Given what I last wrote about, this article from Network World is well timed: a startup called Willow Garage out in California is working on an open-source personal robot. From the article:

One of its immediate goals is to build 10 robots and make them available to university researchers as a common platform that can be tinkered with and improved. Willow Garage will also supply "an open-source code base integrated from the best open-source robotics software available"

Cousins reminisced about the time when a teenager might spend all day tinkering with his car. Stricter automobile-safety rules have made that practice a bit risky, but anyone with enough expertise will be encouraged to build on the Willow Garage robotic platform and find new uses for it, just as software developers constantly find new uses for the personal computer.

"We don’t know what the killer applications will be," Cousins said.

This sounds exactly like what the Forbes article was talking about: a personal robot that will enable hackers to find the new uses and abilities that will define the next decades of robotics. This is a more directed approach than other "hacker" robots like the iRobot Create or the LEGO Mindstorm, which are more about education and learning than they are new applications.

Willow Garage looks like an interesting company even beyond this program -- in addition to this personal robot, they're working on autonomous cars and surface craft.
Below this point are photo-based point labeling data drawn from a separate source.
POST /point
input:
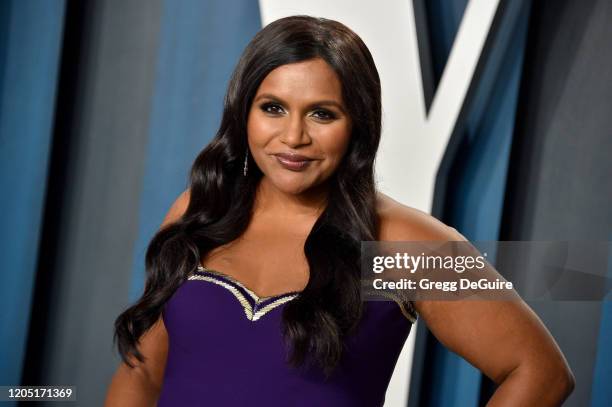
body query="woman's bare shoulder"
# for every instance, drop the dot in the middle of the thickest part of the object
(399, 222)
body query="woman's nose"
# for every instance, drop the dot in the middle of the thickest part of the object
(296, 132)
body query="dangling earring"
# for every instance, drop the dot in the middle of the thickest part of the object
(246, 163)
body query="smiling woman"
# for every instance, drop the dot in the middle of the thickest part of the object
(253, 281)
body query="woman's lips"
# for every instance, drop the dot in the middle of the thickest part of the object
(294, 163)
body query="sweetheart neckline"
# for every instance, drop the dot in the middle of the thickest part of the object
(258, 298)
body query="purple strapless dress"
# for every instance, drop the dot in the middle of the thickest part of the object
(226, 349)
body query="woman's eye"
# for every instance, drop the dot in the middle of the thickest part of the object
(324, 115)
(271, 108)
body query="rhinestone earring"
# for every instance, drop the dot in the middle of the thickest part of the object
(246, 163)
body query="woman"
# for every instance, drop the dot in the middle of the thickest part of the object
(253, 286)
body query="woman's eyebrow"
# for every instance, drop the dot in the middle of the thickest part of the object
(317, 103)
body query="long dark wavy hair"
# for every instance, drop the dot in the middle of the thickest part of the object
(316, 322)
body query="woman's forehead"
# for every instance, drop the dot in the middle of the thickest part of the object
(305, 80)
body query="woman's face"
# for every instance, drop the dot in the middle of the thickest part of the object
(298, 110)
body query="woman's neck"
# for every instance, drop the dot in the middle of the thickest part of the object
(269, 200)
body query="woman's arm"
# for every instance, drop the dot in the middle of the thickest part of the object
(141, 385)
(505, 340)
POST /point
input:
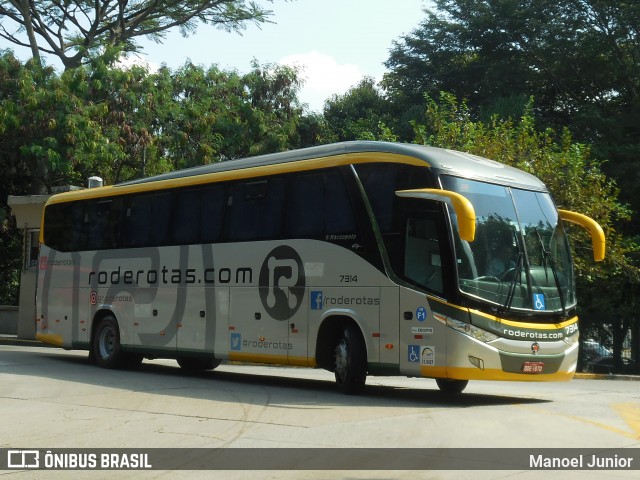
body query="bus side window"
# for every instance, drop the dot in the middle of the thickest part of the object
(319, 207)
(255, 210)
(211, 213)
(422, 261)
(147, 220)
(186, 217)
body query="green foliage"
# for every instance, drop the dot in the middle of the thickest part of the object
(78, 31)
(576, 182)
(122, 124)
(580, 59)
(360, 114)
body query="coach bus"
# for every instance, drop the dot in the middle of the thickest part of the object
(361, 258)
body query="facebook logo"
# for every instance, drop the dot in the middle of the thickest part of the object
(316, 300)
(236, 341)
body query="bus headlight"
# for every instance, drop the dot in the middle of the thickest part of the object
(572, 340)
(471, 330)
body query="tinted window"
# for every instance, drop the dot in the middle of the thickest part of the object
(382, 180)
(255, 210)
(147, 220)
(197, 215)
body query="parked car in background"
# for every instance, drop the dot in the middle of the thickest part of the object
(593, 351)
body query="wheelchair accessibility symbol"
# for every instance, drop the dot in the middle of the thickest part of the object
(538, 301)
(414, 353)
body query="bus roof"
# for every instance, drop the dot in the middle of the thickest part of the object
(440, 160)
(443, 160)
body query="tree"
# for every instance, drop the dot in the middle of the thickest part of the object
(580, 59)
(74, 31)
(607, 291)
(358, 114)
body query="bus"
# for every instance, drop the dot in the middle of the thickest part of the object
(361, 258)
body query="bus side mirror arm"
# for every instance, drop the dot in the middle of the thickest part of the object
(594, 229)
(462, 206)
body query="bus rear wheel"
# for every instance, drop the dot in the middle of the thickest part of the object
(350, 365)
(447, 385)
(106, 344)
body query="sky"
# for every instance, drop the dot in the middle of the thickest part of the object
(335, 42)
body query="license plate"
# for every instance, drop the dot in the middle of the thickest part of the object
(532, 367)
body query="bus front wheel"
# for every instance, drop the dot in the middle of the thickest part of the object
(350, 361)
(106, 344)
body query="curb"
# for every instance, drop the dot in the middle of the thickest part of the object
(14, 340)
(605, 376)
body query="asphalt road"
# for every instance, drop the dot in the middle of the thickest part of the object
(51, 399)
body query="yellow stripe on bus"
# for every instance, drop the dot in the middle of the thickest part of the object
(272, 359)
(239, 174)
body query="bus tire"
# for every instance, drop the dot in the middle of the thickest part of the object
(197, 364)
(350, 361)
(447, 385)
(106, 344)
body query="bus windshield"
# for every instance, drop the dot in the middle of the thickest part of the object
(520, 257)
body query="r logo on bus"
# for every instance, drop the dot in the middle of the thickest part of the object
(282, 282)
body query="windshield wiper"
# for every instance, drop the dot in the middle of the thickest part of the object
(548, 259)
(512, 287)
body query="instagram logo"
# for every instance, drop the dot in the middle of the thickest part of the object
(282, 282)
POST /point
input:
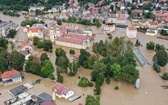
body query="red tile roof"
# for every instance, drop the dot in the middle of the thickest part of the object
(131, 27)
(78, 36)
(8, 74)
(61, 89)
(33, 29)
(23, 44)
(70, 40)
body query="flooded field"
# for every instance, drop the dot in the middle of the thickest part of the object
(150, 92)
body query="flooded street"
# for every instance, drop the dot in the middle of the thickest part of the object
(150, 92)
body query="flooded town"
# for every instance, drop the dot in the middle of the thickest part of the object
(26, 86)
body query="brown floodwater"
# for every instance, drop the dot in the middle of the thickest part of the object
(150, 92)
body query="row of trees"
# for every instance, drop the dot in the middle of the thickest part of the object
(47, 45)
(42, 67)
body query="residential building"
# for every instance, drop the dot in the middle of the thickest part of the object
(153, 24)
(131, 31)
(57, 8)
(62, 91)
(11, 77)
(152, 32)
(88, 31)
(78, 41)
(109, 27)
(36, 7)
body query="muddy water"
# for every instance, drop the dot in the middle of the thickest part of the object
(150, 92)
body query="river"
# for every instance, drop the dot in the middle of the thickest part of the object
(150, 92)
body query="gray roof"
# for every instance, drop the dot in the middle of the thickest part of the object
(45, 96)
(18, 90)
(16, 76)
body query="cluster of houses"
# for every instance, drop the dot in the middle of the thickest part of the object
(21, 96)
(5, 27)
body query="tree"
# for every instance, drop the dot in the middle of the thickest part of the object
(108, 80)
(97, 89)
(91, 61)
(162, 57)
(156, 67)
(84, 82)
(129, 73)
(91, 100)
(39, 44)
(150, 45)
(35, 40)
(47, 45)
(71, 51)
(73, 67)
(116, 70)
(17, 60)
(47, 68)
(60, 78)
(12, 33)
(3, 64)
(59, 22)
(3, 43)
(43, 57)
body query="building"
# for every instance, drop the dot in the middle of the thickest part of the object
(11, 77)
(88, 31)
(57, 8)
(109, 27)
(78, 41)
(36, 7)
(131, 31)
(152, 32)
(62, 91)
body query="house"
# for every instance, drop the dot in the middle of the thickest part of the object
(62, 91)
(152, 32)
(57, 8)
(36, 7)
(131, 31)
(11, 77)
(153, 24)
(88, 31)
(74, 40)
(33, 31)
(109, 27)
(26, 46)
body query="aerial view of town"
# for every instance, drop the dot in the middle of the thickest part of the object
(83, 52)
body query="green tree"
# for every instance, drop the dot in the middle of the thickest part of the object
(97, 89)
(3, 64)
(108, 80)
(162, 57)
(43, 57)
(84, 82)
(129, 73)
(35, 40)
(47, 45)
(73, 68)
(91, 100)
(17, 60)
(47, 68)
(59, 22)
(150, 45)
(116, 70)
(39, 44)
(3, 43)
(12, 33)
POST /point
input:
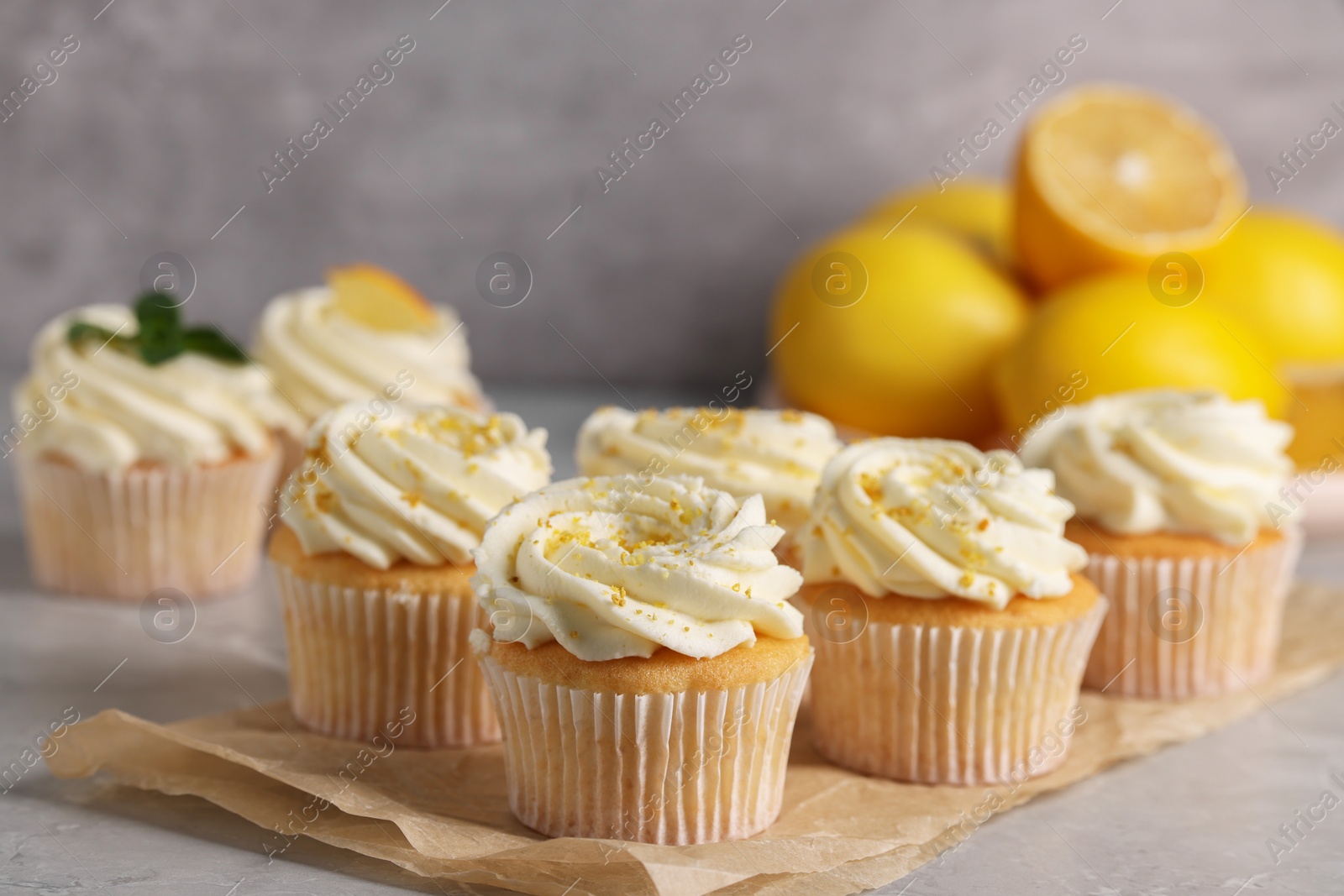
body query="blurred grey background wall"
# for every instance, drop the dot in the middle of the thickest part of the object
(487, 137)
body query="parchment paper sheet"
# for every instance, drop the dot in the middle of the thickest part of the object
(444, 813)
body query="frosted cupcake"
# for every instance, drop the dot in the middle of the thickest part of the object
(374, 566)
(1176, 496)
(363, 332)
(645, 663)
(776, 454)
(951, 631)
(144, 453)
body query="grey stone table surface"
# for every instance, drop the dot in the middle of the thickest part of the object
(1193, 819)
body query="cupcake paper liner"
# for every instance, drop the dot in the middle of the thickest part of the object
(360, 658)
(658, 768)
(1193, 626)
(129, 532)
(951, 705)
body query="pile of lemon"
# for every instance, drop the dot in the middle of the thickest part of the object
(1124, 254)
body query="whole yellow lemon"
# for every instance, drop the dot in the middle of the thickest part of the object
(1283, 275)
(894, 333)
(976, 210)
(1110, 335)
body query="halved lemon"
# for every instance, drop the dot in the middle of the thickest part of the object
(1110, 176)
(380, 298)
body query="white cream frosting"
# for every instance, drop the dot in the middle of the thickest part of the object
(936, 519)
(611, 569)
(185, 411)
(776, 454)
(418, 483)
(1164, 459)
(322, 358)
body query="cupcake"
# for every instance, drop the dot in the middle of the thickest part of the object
(776, 454)
(951, 629)
(144, 453)
(1182, 510)
(644, 661)
(374, 562)
(362, 335)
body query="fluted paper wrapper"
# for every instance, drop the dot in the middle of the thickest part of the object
(658, 768)
(445, 813)
(951, 705)
(360, 658)
(1189, 627)
(129, 532)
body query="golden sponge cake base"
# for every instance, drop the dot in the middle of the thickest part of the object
(369, 647)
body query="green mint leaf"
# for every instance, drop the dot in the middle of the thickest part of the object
(160, 328)
(212, 342)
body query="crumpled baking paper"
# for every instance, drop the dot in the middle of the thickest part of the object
(445, 813)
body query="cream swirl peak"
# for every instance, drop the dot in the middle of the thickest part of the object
(323, 358)
(418, 484)
(192, 409)
(776, 454)
(1164, 459)
(937, 519)
(612, 569)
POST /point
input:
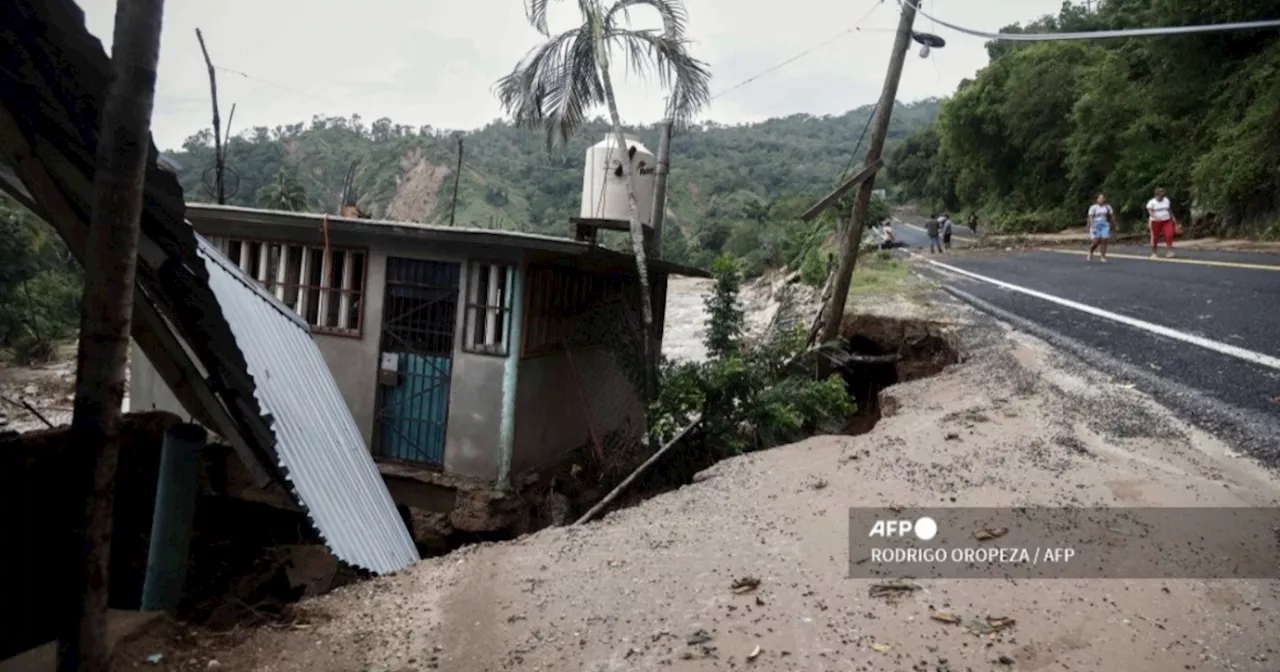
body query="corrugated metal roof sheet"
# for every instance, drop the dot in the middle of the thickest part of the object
(206, 213)
(208, 338)
(321, 452)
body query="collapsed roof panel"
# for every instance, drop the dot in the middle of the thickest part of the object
(197, 321)
(323, 456)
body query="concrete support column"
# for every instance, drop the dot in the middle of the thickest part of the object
(173, 519)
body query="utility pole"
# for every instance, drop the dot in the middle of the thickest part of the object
(835, 311)
(457, 176)
(659, 188)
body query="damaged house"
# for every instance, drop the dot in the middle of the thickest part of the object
(234, 360)
(465, 356)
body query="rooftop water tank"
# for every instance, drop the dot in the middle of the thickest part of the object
(604, 188)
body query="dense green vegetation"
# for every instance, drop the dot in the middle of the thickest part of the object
(750, 397)
(732, 188)
(1046, 126)
(40, 286)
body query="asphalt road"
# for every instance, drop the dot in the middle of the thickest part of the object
(1225, 297)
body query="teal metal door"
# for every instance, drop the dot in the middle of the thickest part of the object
(419, 315)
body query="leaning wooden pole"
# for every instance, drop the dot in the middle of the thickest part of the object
(835, 311)
(219, 190)
(110, 266)
(613, 494)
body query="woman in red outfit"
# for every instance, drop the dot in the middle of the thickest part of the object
(1160, 213)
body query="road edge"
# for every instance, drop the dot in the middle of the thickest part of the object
(1240, 429)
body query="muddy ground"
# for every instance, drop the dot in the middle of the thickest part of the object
(632, 590)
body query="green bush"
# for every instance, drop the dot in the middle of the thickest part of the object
(750, 397)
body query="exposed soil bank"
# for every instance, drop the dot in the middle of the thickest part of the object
(1011, 425)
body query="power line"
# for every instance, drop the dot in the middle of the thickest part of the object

That's a pretty broad range of research, but there are enough similarities between the technologies that if they've got the right team of experts, I think some really cool stuff will come out of this.

Image from willowgarage.com/

In the US, the three big robotics centers are Boston, Pittsburgh, and Silicon Valley, all in large part thanks to the great universities in those areas that have spun their research out into industry (for that reason, Georgia Tech is growing the industry in Georgia). Yesterday Boston business news site Xconomy took a look at the Boston industry and gave an overview of all the robotics companies in the greater Boston area.

From the article:

What’s more, the greater Boston area has clearly established itself as one of the world’s leading centers for robotics. There are more than 150 companies, institutions, and research labs that deal in robots or robot components here. That adds up to more than 1,500 workers, $150 million in government contracts, and $250 million in annual sales[...]

Looking at the list, a few things leaped out at us. The majority of firms (at least 13 out of 24) get substantial support from defense contracts, while most others serve niche markets. Local companies are strong in mobile robots and vehicles, growing in medical robots, and not as strong in industrial applications.

That company list is a great resource and the industry overview is really interesting. I wonder if this kind of analysis and overview exists for the other major cities?

Thanks, Janet!

Photo: Joel Eden Photography/Kiva Systems

There's been a lot of press about Kiva Systems, the Boston-area startup that developed mobile robots to automate pick-and-pack warehouse operations. No article, however, has really explained the technology that lets the Kiva robots do what they do -- swarm a warehouse by the hundreds and in a highly coordinated bot ballet deliver inventory to workers, racks of products arriving one after another in seconds, flawlessly.

In other words, there have been few or no details about the robots' control system, their mechanical design, and the overall resource-allocation algorithms. Until now. Spectrum has filled this gap with an in-depth article ("Three Engineers, Hundreds of Robots, One Warehouse") by yours truly in the July issue.

The two things that most impressed me about Kiva's technology were the distributed control and the robots' mechanical design.